So I'm brand new to this whole knife making thing and I was wondering how one finishes an edge on a blade. I'm using D2 and I've ground it down to about a dime width and will be heat treating it soon. I did a flat grind (or at least tried to! haha). After that's all done what would be the best steps to put a nice sharp edge on it? I have a belt grinder, but I can't imagine that a person would want to use that for the final edge, right?...

so how do i take off the remaining steel after HT and finalize to a nice edge?

Thanks ahead of time for your help everyone!!

Also, thanks to all of wise knife making sages on this forum...i've been frequenting this site nearly daily for various questions. This is such a treasure trove of knowledge, it's great!
 
I'm no knife maker, only done one, but from all my reading most do a secondary bevel at your desired angle depending on the knifes purpose.

After that, you have options on sharpening and polishing your edge. Stones, sandpaper, lapping films.
 
If done under power it is very important you keep the edge cool. If I'm doing it under power I do it wet and I run the belt grinder slow (1000 SFM) and use a sharp stiff backed 120 grit silicon carbide belt (these cut cool with low pressure) with the platen angled back at the angle I want it (frequently 13 degrees) and I hold the blade vertical and I grind the edge in (edge trailing, not edge first), taking care to keep the edge centered. Once it is down to a rudimentary edge I then sharpen it as I would sharpen any knife.
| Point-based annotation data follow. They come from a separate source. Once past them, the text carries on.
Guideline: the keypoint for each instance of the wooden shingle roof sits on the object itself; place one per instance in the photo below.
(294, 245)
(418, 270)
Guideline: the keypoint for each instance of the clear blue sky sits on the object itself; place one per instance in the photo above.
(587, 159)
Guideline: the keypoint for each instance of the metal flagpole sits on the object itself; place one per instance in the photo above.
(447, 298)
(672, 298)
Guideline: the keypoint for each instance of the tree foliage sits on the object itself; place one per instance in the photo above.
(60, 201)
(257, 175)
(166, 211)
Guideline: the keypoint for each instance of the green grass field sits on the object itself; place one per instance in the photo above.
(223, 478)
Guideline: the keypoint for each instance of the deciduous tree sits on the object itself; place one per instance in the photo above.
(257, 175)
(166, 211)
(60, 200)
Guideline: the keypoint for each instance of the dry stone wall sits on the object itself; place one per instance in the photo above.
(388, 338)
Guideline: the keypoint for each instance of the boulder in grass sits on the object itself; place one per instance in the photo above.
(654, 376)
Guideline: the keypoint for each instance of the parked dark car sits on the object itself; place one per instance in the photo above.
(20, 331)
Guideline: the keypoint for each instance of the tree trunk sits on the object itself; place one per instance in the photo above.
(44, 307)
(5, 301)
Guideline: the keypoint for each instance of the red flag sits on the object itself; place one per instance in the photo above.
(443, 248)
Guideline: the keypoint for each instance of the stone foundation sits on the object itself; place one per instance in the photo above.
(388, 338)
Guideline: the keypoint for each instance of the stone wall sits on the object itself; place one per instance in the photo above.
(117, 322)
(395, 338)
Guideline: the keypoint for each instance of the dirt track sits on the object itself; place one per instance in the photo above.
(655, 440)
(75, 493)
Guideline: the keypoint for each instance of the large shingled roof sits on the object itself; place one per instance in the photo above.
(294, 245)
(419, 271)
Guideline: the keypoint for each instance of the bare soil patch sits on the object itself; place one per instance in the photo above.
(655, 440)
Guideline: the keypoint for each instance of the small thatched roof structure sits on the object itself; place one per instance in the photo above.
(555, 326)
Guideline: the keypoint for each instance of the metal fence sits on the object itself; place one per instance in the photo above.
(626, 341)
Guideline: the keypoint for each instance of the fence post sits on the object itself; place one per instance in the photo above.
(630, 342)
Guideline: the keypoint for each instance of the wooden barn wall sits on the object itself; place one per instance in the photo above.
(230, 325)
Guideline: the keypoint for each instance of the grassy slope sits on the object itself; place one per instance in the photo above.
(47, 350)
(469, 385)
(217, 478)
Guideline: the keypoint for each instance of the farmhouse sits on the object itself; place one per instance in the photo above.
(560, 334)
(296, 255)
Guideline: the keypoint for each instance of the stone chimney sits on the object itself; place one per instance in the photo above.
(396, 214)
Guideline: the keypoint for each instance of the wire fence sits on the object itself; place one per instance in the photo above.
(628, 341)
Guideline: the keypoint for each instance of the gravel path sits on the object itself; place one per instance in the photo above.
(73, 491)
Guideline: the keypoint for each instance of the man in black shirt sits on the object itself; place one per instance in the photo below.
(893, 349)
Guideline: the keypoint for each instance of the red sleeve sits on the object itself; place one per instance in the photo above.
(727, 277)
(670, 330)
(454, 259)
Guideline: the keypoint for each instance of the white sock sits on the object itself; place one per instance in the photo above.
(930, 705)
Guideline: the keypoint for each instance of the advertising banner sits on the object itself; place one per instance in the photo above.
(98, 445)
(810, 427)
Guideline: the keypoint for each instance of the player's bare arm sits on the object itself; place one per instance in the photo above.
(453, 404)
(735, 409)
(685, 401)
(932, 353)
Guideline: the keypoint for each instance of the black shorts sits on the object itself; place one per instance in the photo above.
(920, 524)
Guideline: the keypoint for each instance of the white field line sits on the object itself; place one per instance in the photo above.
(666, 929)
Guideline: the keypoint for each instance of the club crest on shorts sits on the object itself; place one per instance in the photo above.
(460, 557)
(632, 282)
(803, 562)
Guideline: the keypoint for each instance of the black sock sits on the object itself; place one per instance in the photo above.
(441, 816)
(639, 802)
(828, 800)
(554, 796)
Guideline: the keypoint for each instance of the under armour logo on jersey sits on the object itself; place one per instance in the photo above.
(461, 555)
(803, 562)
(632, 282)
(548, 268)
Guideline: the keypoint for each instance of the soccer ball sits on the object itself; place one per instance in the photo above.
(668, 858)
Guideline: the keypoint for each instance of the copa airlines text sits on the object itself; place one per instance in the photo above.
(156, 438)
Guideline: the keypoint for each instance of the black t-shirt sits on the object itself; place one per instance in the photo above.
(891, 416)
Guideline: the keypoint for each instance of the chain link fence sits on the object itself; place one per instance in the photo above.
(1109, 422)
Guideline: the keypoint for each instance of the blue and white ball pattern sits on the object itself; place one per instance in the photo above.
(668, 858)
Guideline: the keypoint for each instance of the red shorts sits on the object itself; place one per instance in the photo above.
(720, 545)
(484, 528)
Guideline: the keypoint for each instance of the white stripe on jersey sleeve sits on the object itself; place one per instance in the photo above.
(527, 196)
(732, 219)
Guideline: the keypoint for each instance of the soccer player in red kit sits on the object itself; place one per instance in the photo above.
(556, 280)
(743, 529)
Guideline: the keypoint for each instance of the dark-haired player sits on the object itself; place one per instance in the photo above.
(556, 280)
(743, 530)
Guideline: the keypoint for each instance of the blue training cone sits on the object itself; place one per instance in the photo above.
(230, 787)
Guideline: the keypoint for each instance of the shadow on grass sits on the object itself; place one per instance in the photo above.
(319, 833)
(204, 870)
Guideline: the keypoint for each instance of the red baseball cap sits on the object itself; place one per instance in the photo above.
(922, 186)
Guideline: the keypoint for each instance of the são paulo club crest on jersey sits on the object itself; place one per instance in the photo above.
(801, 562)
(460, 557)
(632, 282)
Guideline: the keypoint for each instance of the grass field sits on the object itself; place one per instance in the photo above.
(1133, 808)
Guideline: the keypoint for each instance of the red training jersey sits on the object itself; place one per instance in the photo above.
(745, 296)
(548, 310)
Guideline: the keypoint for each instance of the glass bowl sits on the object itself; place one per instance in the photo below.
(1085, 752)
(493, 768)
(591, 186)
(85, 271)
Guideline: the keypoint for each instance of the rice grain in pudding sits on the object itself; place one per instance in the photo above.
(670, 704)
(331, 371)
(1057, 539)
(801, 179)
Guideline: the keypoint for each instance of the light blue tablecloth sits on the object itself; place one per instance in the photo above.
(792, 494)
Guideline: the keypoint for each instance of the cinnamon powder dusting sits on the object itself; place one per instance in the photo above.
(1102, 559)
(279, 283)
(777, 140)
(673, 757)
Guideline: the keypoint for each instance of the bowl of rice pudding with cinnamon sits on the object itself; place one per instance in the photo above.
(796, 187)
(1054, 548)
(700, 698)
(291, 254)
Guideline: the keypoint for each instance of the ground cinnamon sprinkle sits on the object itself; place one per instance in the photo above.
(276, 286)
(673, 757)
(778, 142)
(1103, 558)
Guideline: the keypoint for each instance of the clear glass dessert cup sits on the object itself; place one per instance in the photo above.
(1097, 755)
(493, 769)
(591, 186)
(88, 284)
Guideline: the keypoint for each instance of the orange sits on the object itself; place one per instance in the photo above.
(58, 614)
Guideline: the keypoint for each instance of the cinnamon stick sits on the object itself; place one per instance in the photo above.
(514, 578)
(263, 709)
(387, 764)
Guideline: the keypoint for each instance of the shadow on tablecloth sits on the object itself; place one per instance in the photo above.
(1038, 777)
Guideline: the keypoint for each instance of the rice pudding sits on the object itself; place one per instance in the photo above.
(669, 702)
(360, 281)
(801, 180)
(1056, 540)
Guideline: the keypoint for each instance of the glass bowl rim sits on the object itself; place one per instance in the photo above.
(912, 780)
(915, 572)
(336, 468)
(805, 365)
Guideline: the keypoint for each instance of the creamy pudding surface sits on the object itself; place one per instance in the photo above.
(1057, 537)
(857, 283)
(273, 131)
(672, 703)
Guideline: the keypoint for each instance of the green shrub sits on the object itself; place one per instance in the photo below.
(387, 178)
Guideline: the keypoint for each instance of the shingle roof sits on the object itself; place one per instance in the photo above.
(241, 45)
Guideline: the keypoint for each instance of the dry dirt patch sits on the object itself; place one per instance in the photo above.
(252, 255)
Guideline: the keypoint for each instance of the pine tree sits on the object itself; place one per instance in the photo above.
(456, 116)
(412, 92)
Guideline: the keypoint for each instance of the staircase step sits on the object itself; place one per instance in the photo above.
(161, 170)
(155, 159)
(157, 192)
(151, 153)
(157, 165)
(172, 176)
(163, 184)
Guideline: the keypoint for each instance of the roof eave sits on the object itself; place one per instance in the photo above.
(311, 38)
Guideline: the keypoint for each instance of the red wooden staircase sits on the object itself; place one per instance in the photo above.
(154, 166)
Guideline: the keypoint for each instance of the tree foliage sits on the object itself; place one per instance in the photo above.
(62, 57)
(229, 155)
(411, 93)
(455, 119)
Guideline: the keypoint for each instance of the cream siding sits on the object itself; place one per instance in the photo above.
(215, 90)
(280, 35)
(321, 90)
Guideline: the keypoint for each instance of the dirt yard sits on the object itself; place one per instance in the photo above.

D2 abrades slowly and gets hot. Take care not to lose your temper.
 
I've learned to sharpen free hand on a stone, and I've also had a guided system like the edge pro. However, once I discovered paper wheels, I never went back.

You use them on a bench grinder, and they work excellent. From where you are now, you could have a polished, shaving sharp edge in about 3 mins.

You can get the whole setup for about $25.
 
I use diafolds from DMT
I start off with a 120gritt (made for ski´s/snowboards) then black-blue-red-green-strop

a 3:1 triangle gives you a 20° angle, a 4:1 triangle a 15°angle
 
I almost only use beltgrinders. What do you have? What belts do you have?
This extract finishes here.